MacroGenics will manufacture MARGENZA drug substance on behalf of TerSera
going forward.
Update on Vobramitamab Duocarmazine
Vobramitamab duocarmazine (vobra duo) is an ADC with a cleavable peptide linker designed to deliver a DNA-alkylating duocarmycin payload to solid tumors that express B7-H3.
-- Results for the concluded TAMARACK Phase 2 study included, based on a
February 21, 2025 data cut-off, mature median radiographic
progression-free survival (rPFS) of 9.5 months for the 2.0 mg/kg cohort
(95% CI, 8.5-11.2) and 10.0 months for the 2.7 mg/kg cohort (95% CI,
7.4-11.4) in patients with mCRPC. Safety data from the study remained
consistent with prior data disclosures.
-- Based on its assessment of the vobra duo safety and efficacy profile and
an internal resource and portfolio review, MacroGenics has decided not to
pursue further internal development of vobra duo and will instead explore
potential alternatives for partnering this program.
2024 Financial Results
-- Cash Position: Cash, cash equivalents and marketable securities balance
as of December 31, 2024, was $201.7 million, compared to $229.8 million
as of December 31, 2023.
-- Revenue: Total revenue was $150.0 million for the year ended December 31,
2024, compared to total revenue of $58.7 million for the year ended
December 31, 2023. The increase was primarily due to a net increase of
$85.0 million in revenue recognized from milestones achieved under the
Incyte License Agreement.
-- R&D Expenses: Research and development expenses were $177.2 million for
the year ended December 31, 2024, compared to $166.6 million for the year
ended December 31, 2023. The increase was primarily due to increased
research, development, manufacturing and clinical costs related to
MGC028, the Company's preclinical ADC pipeline and lorigerlimab, offset
by decreased development and clinical trial costs related to the
Company's discontinued projects and margetuximab.
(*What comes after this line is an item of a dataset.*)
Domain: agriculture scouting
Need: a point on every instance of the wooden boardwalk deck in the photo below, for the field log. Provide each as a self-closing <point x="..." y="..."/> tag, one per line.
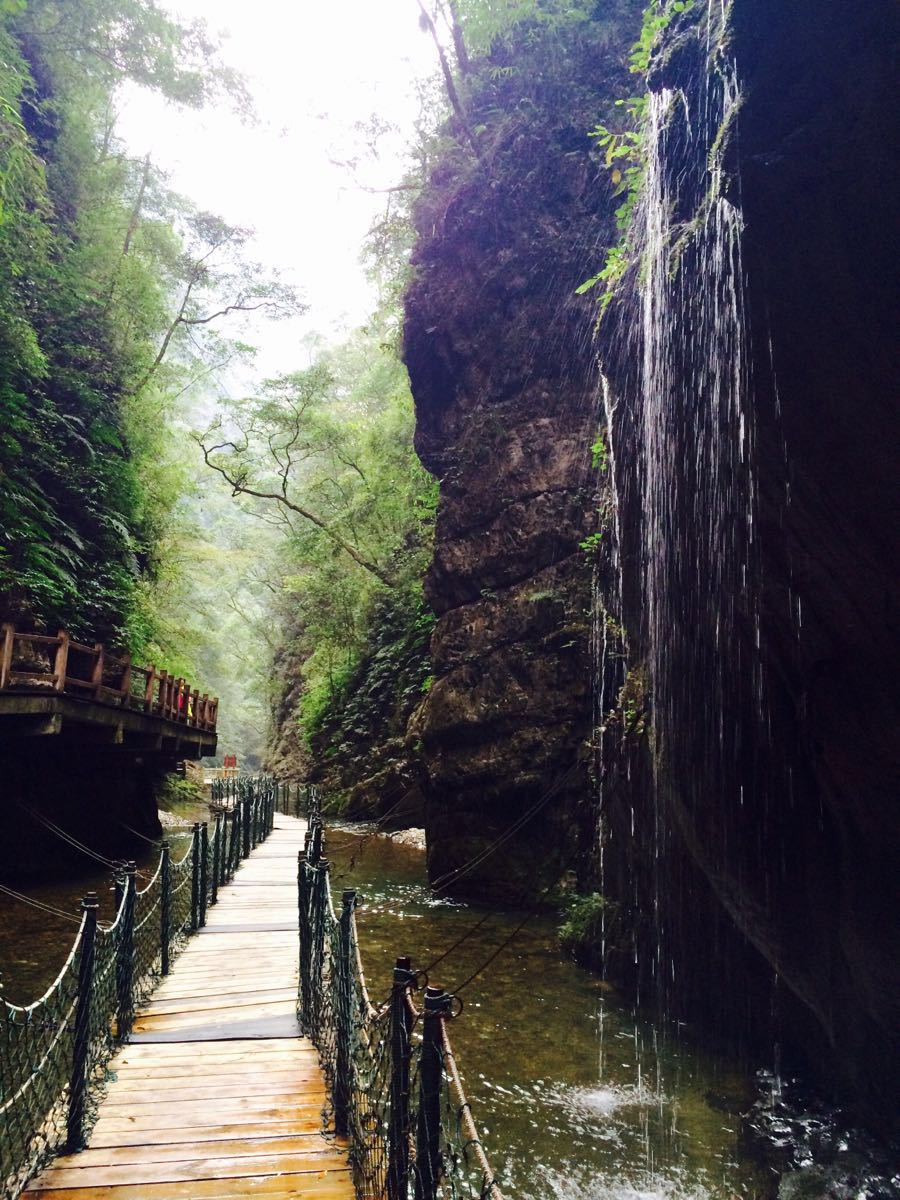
<point x="217" y="1096"/>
-- SG&A Expenses: Selling, general and administrative expenses were $71.0
million for the year ended December 31, 2024, compared to $52.2 million
for the year ended December 31, 2023. The increase was due to an
amendment fee paid by MacroGenics to its former commercial partner
pursuant to the sale of MARGENZA and increased non-cash stock-based
compensation and accrued severance expenses related to the separation
agreement with the Company's Chief Executive Officer.